I guess once you have flown first class on the Boeing 777-300ER, the second, third, or fourth time no longer is as exciting. And if you’ve flown private with a full-size bed, paying for a first class is even less exciting. Hedonic adaptation at its finest!
And we are to be honest, sitting in the middle seat for five hours as your neighbors squeeze you isn’t that terrible.
What are some splurges you have recently done?
“being loved gives your strength. being in love gives you courage.”
Nice, that’s a smart way to not only save but to put that savings to work for a good cause. I like your mindset and how you treat sacrifice not as punishment, but as a tool for growth and care.
I used to only fly economy and yes I’m old enough to remember the days when it was just economy, business, or first. There weren’t all of those annoying and complicated add ons or premium seats within each section etc. I never even considered anything else besides economy because it was too expensive.
Then I went through a period when I would pay up for economy plus. It was fantastic until it wasn’t. I got stuck next to someone who should have paid for 2 seats because they couldn’t fit within the arm rests.

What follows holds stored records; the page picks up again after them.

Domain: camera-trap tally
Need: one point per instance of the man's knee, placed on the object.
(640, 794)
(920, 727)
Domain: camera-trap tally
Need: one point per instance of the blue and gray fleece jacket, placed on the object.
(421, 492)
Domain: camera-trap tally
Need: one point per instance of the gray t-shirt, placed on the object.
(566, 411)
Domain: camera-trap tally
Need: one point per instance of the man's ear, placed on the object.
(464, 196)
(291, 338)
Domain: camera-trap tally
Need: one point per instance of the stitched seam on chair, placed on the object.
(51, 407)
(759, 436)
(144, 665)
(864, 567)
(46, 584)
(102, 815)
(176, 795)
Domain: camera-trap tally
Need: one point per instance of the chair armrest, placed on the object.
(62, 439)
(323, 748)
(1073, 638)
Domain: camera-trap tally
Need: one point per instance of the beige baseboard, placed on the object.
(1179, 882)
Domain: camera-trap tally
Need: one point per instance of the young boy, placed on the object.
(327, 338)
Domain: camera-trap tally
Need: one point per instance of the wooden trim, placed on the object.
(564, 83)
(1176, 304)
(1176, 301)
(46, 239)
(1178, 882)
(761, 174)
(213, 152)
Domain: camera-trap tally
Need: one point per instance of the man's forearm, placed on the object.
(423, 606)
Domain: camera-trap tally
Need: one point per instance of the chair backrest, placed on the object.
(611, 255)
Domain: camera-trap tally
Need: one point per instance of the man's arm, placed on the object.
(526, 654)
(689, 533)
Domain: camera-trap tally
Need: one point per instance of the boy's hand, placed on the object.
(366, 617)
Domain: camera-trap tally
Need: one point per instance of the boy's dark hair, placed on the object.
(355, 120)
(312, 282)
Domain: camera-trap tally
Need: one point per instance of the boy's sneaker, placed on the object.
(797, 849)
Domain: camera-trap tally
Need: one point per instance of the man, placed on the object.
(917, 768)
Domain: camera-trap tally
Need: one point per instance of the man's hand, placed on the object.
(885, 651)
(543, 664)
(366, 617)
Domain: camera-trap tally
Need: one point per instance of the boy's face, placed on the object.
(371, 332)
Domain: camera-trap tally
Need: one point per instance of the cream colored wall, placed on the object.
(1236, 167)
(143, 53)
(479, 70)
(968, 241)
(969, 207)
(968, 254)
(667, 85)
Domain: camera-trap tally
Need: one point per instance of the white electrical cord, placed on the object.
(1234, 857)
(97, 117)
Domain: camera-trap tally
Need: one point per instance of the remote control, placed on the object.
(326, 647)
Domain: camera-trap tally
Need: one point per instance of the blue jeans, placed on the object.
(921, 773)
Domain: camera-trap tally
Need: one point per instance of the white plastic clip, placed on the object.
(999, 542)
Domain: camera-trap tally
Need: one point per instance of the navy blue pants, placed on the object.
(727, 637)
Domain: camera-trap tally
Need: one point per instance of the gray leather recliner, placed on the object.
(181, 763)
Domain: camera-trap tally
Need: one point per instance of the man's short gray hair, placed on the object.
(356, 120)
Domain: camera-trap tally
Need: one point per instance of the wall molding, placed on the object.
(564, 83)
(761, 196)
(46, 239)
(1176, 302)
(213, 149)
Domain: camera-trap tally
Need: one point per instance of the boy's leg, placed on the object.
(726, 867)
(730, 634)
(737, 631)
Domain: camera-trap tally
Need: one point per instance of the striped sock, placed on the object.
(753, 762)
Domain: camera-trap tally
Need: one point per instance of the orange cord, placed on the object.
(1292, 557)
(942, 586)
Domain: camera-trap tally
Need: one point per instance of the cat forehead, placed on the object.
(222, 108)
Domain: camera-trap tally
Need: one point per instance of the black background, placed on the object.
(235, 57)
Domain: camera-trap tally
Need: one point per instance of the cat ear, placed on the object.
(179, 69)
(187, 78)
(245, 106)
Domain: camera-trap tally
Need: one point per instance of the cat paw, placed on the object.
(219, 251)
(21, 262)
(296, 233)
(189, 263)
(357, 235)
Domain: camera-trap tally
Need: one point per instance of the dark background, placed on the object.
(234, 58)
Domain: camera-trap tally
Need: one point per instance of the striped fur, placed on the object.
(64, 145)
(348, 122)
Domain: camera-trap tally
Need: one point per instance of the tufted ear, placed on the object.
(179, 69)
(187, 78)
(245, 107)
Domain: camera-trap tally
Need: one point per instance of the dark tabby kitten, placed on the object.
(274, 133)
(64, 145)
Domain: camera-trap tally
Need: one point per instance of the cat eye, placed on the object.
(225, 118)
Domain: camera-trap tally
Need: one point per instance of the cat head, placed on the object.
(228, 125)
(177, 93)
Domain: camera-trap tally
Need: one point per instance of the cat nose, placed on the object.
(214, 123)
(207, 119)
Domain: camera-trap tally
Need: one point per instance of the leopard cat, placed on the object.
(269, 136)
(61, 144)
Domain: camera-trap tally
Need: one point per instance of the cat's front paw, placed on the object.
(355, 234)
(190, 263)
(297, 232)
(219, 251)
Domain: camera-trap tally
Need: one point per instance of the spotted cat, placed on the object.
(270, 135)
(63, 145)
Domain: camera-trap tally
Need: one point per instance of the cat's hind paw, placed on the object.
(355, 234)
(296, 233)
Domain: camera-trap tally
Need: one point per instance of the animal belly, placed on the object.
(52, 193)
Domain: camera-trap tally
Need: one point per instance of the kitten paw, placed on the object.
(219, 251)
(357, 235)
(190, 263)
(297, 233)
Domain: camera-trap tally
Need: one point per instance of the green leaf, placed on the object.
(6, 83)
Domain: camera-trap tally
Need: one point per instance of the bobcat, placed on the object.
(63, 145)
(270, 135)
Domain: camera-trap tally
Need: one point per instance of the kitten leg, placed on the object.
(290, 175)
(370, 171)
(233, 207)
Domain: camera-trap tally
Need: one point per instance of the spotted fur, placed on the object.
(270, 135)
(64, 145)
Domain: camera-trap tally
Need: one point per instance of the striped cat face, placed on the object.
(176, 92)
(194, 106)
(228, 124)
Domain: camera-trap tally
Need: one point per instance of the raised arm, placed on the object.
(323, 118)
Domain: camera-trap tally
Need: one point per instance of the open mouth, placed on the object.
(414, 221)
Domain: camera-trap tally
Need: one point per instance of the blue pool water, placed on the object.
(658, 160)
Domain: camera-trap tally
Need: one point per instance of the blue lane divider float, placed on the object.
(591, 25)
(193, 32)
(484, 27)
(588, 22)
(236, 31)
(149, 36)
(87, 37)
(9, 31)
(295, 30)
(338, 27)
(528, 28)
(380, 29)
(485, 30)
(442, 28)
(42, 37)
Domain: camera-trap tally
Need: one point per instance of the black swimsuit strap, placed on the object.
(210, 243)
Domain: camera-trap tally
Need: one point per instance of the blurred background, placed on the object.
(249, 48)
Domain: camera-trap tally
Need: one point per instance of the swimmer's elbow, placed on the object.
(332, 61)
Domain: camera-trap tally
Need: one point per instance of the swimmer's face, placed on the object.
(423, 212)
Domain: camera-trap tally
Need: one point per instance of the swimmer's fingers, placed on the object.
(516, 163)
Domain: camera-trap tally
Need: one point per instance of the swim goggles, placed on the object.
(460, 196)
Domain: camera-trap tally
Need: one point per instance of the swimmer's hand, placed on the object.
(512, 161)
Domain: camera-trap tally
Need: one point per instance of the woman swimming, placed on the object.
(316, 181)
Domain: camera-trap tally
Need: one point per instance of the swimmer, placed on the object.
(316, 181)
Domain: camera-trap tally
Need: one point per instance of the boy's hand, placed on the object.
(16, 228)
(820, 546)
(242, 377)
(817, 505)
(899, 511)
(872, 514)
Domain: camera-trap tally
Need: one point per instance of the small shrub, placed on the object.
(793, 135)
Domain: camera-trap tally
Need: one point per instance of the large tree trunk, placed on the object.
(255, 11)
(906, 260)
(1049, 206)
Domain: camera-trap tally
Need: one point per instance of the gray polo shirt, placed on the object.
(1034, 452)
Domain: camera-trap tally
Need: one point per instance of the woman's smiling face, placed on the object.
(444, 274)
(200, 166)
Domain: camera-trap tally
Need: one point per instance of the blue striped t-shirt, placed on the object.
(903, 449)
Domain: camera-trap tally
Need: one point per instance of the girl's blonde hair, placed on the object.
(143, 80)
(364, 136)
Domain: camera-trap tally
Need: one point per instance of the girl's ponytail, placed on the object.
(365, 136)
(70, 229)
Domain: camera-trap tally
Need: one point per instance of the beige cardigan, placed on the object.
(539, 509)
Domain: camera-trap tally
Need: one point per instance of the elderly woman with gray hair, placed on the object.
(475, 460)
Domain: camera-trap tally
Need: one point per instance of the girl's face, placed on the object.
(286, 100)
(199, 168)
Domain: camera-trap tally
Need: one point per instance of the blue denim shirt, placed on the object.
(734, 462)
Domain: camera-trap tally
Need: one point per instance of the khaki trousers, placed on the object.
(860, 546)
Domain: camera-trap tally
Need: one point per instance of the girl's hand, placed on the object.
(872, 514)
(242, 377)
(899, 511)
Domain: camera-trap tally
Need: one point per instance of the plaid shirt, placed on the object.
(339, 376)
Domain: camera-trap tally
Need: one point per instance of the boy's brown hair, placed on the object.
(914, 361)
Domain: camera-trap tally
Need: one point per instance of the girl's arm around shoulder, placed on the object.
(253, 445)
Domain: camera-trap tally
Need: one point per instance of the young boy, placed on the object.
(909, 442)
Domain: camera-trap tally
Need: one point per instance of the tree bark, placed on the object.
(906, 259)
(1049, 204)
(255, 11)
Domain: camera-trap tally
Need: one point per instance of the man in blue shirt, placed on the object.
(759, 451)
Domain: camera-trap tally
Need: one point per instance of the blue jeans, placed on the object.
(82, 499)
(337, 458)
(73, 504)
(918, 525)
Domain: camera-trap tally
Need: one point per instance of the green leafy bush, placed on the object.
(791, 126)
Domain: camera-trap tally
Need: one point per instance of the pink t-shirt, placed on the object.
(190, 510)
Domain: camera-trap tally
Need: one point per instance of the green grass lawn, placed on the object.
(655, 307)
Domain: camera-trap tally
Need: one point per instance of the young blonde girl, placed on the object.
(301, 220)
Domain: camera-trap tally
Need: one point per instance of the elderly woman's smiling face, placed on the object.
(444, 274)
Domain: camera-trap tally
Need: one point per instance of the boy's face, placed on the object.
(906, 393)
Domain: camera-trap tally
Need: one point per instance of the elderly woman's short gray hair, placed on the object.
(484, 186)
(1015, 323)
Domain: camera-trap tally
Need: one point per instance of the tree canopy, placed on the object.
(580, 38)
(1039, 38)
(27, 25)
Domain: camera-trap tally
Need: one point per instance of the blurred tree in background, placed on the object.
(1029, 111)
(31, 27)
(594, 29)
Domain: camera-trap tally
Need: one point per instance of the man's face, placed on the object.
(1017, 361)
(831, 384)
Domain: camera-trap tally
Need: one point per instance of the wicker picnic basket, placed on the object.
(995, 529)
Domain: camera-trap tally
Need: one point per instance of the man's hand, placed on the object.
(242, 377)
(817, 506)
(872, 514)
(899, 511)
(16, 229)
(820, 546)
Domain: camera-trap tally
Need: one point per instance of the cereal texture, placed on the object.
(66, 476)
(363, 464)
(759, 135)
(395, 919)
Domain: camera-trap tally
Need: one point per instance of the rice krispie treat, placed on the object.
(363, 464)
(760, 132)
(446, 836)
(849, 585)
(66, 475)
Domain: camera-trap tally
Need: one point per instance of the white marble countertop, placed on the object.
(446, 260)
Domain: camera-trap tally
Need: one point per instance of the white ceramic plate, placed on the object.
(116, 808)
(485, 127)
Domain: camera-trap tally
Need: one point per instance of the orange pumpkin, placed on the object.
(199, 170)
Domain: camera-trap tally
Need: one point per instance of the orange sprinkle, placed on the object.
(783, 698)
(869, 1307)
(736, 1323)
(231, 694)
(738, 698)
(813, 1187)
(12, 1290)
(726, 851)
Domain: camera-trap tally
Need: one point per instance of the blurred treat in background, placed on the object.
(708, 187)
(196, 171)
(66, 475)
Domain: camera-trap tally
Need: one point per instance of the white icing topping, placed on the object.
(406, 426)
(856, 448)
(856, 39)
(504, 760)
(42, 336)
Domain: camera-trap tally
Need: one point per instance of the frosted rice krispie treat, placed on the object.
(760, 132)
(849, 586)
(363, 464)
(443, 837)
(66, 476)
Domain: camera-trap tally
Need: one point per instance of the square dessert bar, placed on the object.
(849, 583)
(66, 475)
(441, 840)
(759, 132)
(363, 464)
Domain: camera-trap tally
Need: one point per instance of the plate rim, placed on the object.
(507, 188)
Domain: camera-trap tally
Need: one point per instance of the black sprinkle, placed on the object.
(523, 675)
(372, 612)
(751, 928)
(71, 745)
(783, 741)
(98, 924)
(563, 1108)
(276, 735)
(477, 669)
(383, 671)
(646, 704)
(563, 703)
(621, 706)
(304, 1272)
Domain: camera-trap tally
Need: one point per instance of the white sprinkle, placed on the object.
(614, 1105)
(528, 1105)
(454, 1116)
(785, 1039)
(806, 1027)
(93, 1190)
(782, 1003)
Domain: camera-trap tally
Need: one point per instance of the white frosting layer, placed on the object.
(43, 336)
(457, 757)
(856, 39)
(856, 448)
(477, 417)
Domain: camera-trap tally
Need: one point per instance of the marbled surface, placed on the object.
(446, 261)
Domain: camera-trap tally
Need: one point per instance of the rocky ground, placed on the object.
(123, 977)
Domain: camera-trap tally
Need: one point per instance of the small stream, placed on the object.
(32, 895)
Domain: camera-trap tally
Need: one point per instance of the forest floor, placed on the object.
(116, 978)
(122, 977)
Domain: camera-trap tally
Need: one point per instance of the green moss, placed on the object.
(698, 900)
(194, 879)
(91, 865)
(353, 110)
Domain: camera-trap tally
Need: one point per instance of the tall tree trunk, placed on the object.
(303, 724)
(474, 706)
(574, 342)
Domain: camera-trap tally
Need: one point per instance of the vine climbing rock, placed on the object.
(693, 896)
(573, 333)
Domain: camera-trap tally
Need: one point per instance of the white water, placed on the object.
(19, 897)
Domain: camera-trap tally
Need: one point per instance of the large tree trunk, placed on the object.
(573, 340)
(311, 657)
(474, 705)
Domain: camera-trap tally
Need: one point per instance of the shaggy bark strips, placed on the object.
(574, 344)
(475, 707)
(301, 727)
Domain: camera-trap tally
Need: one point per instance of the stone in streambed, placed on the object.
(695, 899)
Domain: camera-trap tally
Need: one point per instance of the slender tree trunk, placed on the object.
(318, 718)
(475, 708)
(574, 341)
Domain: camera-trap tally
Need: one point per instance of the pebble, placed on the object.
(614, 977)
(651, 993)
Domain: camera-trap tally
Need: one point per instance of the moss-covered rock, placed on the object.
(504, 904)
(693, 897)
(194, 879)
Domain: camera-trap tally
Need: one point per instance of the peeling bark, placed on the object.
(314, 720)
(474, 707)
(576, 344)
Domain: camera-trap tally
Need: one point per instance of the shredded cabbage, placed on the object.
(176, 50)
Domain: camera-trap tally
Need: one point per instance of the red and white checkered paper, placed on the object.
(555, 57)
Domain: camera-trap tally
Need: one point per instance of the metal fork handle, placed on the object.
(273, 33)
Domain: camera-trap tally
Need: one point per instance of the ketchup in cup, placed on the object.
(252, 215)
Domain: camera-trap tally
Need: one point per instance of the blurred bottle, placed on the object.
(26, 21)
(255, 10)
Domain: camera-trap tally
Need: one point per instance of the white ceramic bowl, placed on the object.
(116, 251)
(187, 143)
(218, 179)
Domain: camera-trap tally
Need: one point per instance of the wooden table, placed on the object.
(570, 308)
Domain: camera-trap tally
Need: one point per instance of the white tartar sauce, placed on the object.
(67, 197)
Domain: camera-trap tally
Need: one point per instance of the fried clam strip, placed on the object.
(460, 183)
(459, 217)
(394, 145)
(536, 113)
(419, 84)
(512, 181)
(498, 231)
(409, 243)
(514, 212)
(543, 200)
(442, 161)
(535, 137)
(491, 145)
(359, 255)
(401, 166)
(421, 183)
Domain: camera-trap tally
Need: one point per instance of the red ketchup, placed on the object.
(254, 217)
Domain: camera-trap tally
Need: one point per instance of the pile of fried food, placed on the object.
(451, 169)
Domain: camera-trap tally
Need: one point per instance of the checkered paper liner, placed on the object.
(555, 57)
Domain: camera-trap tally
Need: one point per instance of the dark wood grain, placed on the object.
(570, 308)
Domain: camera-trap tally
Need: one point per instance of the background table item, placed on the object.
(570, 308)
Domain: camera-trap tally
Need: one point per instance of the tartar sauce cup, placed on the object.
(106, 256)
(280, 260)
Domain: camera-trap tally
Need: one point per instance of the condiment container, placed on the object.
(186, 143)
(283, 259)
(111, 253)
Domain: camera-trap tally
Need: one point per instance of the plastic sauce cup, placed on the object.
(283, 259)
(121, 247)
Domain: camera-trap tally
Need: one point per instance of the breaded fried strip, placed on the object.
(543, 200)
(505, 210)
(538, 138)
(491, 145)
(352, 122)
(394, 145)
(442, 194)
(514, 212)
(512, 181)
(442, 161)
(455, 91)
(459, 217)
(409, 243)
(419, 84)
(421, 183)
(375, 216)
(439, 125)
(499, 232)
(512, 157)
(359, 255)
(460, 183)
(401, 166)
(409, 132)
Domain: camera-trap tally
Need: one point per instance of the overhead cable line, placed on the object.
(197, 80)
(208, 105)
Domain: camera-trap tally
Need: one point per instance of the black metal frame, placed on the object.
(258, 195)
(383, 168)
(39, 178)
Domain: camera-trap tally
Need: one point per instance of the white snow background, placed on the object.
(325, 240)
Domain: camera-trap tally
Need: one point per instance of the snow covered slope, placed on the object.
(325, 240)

I was so annoyed from that experience of having paid extra for a nicer seat only to be stuck and uncomfortable for the entire long distance. That helped sour the premium pricing for me.
Now I just get regular economy that allows for a seat assignment and try to book early enough that enough regular seats are still available. It’s gotten ridiculous how many different types of seats the airlines price within the same “economy” section to get more money out of us even though it’s totally separate from the economy plus section.
Anyway, nice job on your savings and investing!
Your post reminds me of the lyrics, “And you bleed just to know you’re alive,” by the Goo Goo Dolls.
So true that it’s easy to grow soft, lazy, and entitled while living in America. Discipline is in order, especially if we want to alleviate the overburdened healthcare system.